Yaşam Büfesinde “Karateci Çatlak Kova”

“… En büyük ideali, judo sporunda dünya şampiyonu olmaktı. Okuldan çıktıktan sonra, judo okuluna devam etmek için trenle yirmi kilometrelik yolu göze alıyordu. Günlerden birgün kursa gitmek için yola çıktı; ancak, biraz geç kalmıştı. Trene yetişebilmek için biraz acele etti. Yürüyen merdivenlerden hızla perona doğru koşarken ıslak zeminin azizliğine uğradı. Ayağı kaydı ve ne olduğunu anlamadan kendini rayların üstünde, trenin altında buldu. Hastanede gözlerini açtığında bir kolu yoktu… Hindistan’da bir sucu, boynuna astığı uzun bir sopanın uçlarına taktığı iki büyük kovayla su taşırmış. Kovalardan biri çatlakmış. Sağlam olan kova her seferinde ırmaktan patronun evine uzanan uzun yolu dolu olarak tamamlarken, çatlak kova içine konan suyun sadece yarısını eve ulaştırırmış. Bu durum iki yıl boyunca bu şekilde devam etmiş. Sucu her seferinde patronun evine sadece birbuçuk kova su ulaştırabilmiş…

Merhaba

Bugün Temmuz’un son pazartesisi. Yarın Allah nasip ederse Adana yolcusuyum. İki gün önce sevgili Eray’ın, genç profesörümüz oğlumuzun tutkuya dönüşen inançlı çabalarının meyvelerini derlediğimiz mükemmel bir Poseidon macerası yaşadık Çeşme’nin melteminde.

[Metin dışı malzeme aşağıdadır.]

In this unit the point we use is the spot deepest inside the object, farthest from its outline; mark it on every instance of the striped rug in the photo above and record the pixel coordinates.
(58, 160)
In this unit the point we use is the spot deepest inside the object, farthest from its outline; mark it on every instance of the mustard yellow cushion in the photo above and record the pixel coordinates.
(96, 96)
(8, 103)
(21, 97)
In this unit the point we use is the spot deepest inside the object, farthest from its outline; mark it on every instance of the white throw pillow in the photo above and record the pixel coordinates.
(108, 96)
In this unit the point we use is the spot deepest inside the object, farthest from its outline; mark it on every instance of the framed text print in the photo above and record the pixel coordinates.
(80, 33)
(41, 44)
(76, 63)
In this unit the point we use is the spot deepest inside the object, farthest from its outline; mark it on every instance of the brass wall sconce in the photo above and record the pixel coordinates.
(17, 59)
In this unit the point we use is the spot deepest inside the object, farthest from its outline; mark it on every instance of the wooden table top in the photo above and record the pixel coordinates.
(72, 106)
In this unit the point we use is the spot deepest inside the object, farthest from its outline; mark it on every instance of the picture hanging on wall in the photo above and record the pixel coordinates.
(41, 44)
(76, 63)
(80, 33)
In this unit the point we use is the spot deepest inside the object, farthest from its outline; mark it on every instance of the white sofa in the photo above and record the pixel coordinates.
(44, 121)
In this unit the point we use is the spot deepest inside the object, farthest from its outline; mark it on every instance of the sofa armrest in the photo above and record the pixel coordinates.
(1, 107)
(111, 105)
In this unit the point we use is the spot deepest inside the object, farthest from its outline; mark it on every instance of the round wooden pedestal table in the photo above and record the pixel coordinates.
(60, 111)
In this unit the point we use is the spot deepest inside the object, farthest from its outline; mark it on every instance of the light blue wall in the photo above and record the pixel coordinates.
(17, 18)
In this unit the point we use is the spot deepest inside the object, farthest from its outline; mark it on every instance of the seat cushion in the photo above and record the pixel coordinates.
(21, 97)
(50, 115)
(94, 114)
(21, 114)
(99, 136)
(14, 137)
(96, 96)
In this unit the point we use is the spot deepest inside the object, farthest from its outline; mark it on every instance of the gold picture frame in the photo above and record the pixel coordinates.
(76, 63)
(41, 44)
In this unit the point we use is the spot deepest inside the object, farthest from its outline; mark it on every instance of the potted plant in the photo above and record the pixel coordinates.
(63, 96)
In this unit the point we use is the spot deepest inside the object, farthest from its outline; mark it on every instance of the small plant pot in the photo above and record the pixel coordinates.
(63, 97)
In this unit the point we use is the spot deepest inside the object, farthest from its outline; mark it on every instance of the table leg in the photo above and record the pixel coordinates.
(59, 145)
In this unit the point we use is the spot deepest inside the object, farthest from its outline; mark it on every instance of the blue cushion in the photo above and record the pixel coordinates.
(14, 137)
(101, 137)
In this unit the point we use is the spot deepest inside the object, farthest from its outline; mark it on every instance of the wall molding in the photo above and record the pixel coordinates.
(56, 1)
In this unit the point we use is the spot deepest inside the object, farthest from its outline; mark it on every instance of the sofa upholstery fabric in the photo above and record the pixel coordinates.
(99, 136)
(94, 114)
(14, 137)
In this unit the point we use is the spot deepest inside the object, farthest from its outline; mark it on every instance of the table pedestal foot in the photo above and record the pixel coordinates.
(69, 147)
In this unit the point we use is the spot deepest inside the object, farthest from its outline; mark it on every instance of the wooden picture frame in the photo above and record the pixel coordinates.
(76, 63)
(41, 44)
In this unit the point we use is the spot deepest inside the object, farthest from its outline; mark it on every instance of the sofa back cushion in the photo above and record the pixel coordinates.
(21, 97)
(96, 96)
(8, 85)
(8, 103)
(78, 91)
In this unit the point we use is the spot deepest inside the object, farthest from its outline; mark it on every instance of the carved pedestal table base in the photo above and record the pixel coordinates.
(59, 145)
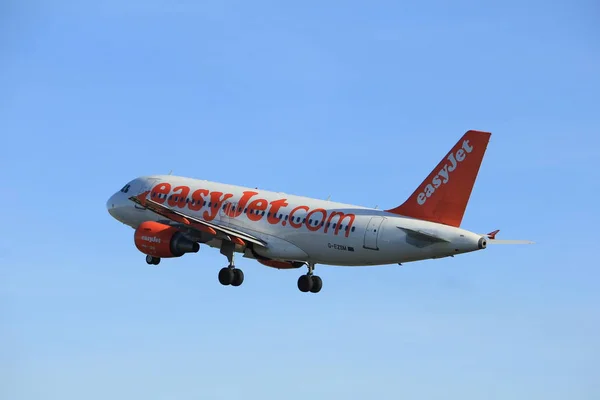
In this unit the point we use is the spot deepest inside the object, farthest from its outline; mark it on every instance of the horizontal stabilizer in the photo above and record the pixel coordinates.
(500, 241)
(423, 236)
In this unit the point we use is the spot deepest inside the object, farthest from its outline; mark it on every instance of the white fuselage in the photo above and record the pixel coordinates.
(296, 228)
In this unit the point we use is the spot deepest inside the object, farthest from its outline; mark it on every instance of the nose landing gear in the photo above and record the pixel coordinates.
(230, 275)
(309, 282)
(152, 260)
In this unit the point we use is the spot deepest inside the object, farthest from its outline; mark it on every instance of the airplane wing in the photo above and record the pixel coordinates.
(232, 234)
(508, 241)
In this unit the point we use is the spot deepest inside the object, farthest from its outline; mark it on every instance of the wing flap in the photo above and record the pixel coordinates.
(231, 234)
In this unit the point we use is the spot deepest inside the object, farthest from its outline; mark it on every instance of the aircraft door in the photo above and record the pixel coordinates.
(226, 211)
(372, 233)
(144, 186)
(148, 184)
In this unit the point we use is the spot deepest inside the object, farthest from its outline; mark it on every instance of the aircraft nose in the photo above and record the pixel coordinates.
(112, 203)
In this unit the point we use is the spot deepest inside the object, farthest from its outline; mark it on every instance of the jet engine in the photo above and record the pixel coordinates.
(163, 241)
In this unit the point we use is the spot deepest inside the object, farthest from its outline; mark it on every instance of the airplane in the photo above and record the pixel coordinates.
(173, 215)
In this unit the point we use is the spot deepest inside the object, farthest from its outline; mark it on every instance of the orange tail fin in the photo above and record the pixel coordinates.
(444, 194)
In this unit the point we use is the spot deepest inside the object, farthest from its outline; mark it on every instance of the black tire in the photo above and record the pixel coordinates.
(317, 284)
(238, 277)
(305, 283)
(226, 276)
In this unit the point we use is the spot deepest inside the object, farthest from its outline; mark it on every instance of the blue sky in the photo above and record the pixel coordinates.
(357, 100)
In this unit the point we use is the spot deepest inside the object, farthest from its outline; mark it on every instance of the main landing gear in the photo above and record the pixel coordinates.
(309, 282)
(230, 275)
(152, 260)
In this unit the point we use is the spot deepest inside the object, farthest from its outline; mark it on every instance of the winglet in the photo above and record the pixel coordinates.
(492, 235)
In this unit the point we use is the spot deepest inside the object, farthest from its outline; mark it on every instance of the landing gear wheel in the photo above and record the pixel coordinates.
(238, 277)
(317, 284)
(305, 283)
(152, 260)
(226, 276)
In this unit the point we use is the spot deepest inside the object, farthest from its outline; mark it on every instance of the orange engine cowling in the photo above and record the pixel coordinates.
(160, 240)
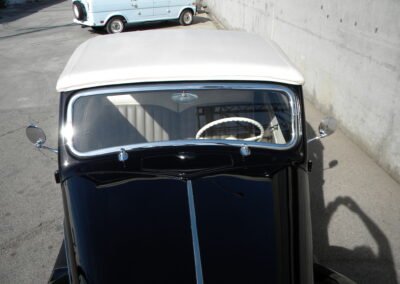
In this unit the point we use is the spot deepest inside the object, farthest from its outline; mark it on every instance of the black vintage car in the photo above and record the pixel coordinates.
(180, 169)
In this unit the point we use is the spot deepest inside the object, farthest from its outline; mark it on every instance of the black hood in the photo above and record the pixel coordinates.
(142, 230)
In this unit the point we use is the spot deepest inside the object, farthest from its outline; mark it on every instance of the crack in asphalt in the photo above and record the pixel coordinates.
(27, 235)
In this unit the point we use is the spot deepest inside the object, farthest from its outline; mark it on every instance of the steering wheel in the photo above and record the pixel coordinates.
(233, 119)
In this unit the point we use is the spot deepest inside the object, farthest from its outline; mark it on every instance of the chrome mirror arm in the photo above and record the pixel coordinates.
(317, 138)
(40, 145)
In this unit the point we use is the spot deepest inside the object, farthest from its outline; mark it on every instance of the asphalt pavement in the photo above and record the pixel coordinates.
(355, 208)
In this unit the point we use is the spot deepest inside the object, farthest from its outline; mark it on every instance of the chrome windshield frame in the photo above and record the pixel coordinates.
(114, 90)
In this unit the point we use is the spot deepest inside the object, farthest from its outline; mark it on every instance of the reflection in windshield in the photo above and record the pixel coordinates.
(104, 121)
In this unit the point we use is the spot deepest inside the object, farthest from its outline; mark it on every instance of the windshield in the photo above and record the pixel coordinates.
(109, 121)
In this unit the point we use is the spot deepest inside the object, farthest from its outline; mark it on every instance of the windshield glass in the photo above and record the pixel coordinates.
(107, 121)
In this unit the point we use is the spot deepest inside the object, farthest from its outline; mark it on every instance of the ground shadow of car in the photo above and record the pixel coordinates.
(360, 264)
(17, 11)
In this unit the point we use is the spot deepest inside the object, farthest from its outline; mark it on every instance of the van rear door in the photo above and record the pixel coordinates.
(142, 9)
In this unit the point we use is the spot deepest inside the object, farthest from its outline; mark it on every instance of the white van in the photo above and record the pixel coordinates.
(114, 15)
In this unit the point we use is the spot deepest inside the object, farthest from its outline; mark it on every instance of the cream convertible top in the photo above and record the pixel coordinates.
(176, 55)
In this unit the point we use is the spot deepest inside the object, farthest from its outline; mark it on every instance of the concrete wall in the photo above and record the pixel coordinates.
(349, 53)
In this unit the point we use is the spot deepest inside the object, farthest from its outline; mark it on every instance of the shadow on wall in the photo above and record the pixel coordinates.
(17, 11)
(360, 264)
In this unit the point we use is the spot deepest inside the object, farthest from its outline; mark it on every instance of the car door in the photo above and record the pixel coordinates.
(142, 10)
(161, 8)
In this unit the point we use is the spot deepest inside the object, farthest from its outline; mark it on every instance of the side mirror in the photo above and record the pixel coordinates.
(37, 136)
(327, 127)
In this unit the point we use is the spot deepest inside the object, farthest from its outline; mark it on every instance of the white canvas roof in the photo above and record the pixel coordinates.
(176, 55)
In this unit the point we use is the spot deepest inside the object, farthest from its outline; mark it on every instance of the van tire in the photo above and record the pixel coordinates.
(79, 11)
(186, 17)
(115, 25)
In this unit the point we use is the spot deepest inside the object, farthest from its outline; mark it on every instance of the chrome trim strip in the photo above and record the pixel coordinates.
(195, 236)
(293, 100)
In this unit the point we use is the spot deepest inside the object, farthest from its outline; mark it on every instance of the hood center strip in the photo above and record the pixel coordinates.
(195, 236)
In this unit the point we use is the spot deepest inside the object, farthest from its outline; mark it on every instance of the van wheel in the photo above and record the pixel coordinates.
(186, 18)
(115, 25)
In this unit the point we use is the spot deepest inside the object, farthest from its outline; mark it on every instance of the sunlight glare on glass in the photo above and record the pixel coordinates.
(184, 98)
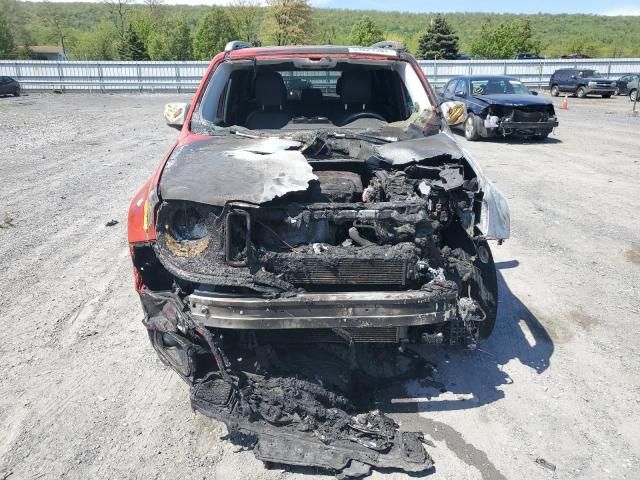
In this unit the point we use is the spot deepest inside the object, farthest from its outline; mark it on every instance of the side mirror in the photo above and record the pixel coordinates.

Dört saati aşkın zamanın nasıl geçtiğini anlayamadık Aydın’ın keşkeğini yerken… Belevi’nin çöp şişlerinden sonra bir de baktık ki o ünlü kabak tatlısı gelmiş. Demek ki gecenin yarısı geçmiş ve Mehter marşıyla dönüş zamanına hazır olmak gerekiyormuş. Tadı damağımızda kaldı. Seçkin konukların hepsinin gözlerinde mutluluk ve paylaşılan sevgiler vardı. Allah hepsinden razı olsun. Paylaşımlarıyla daha bir arttı sevinçlerimiz.

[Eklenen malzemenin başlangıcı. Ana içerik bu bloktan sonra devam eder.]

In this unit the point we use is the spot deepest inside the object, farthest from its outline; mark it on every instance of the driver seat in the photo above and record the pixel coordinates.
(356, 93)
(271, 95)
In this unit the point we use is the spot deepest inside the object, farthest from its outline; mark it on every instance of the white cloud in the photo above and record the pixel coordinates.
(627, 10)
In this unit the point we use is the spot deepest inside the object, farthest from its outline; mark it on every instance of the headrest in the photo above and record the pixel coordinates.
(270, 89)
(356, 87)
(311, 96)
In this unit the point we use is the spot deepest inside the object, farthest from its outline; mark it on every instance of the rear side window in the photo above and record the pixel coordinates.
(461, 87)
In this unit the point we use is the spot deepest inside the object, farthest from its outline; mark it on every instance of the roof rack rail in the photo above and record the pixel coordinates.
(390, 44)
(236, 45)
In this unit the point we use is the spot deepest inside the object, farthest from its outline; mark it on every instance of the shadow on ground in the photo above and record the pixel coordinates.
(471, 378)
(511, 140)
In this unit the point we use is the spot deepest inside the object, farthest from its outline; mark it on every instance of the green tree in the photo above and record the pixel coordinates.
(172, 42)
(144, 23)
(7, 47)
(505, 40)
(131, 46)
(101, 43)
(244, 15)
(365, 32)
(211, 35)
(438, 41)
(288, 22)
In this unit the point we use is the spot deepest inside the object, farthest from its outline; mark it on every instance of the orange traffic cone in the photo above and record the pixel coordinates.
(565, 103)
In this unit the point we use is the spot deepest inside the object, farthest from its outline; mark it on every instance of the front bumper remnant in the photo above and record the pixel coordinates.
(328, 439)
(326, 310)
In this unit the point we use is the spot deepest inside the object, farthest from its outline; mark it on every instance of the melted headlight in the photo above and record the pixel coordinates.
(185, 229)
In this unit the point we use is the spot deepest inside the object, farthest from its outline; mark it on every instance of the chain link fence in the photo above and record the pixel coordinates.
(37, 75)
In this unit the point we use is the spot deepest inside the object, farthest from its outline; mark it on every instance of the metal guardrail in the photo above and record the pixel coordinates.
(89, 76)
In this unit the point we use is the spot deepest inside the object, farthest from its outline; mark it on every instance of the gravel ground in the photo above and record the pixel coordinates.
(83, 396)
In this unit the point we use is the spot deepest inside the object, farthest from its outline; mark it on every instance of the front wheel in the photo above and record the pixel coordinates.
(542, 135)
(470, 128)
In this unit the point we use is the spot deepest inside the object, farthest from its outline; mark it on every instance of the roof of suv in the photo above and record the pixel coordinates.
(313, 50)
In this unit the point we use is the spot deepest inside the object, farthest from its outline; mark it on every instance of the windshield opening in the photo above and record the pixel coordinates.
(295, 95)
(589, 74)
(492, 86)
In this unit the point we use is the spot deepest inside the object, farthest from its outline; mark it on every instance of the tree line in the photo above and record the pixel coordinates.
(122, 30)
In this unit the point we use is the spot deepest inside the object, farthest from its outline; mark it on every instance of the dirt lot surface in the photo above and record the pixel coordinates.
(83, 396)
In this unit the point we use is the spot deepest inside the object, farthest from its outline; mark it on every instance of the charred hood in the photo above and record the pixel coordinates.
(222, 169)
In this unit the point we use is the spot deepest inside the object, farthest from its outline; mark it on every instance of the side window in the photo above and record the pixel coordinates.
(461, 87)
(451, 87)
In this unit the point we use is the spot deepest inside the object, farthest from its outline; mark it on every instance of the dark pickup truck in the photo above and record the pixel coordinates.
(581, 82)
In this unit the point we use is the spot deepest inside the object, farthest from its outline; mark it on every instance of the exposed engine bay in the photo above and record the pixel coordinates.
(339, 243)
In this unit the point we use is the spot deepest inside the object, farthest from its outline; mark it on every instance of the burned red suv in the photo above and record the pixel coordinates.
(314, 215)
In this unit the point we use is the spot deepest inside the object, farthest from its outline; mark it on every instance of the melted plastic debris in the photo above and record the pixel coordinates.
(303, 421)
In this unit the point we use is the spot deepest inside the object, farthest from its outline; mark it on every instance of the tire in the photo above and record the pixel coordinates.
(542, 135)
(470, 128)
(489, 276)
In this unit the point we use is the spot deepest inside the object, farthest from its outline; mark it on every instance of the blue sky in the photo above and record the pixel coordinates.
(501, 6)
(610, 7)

Böylesi güzel bir anıyı dillendirecek olan yazımın girişine neden öyle iki öykü aldım ? İlkinin ilintisi ve mesajı çok net: Sevgili Eray tüm hazırlıklarında ve hatta daha öncesinde karate misali tek el olarak davrandı kendi standarlarını gönlünce ortaya koyabilmek için. Bizden yardım istemedi. Bizi zora koşmak istemedi. Daha düşünce aşamasında bile gönüllü yandaş da pek bulamadı. Seçenekleri vardı. Ancak isteği “farklı, özgün” olsundu. Oldu da… Gerçekten oldu. Teknenin kimi zaman en üst güvertesinden çekim yaparken kameraya takılan görüntülere bakıyorum da Copcu’lar ve Demir’lerin yanı sıra bir kaza sonucu oluşan korkularla onbeş yıldan beri tekneye binemeyen Varol’gillerde, tanıyabildiğim dekan hocamızda, Mesut abisinde, Aydın’lı Yunus’ta ve diğer tüm dostlarda ayrı ayrı güzellikler görüyorum. Ben bunlardan ne çok montaj filmler yapar ve mesajlar türetirim; hele bir Adana’ya gidip geleyim de…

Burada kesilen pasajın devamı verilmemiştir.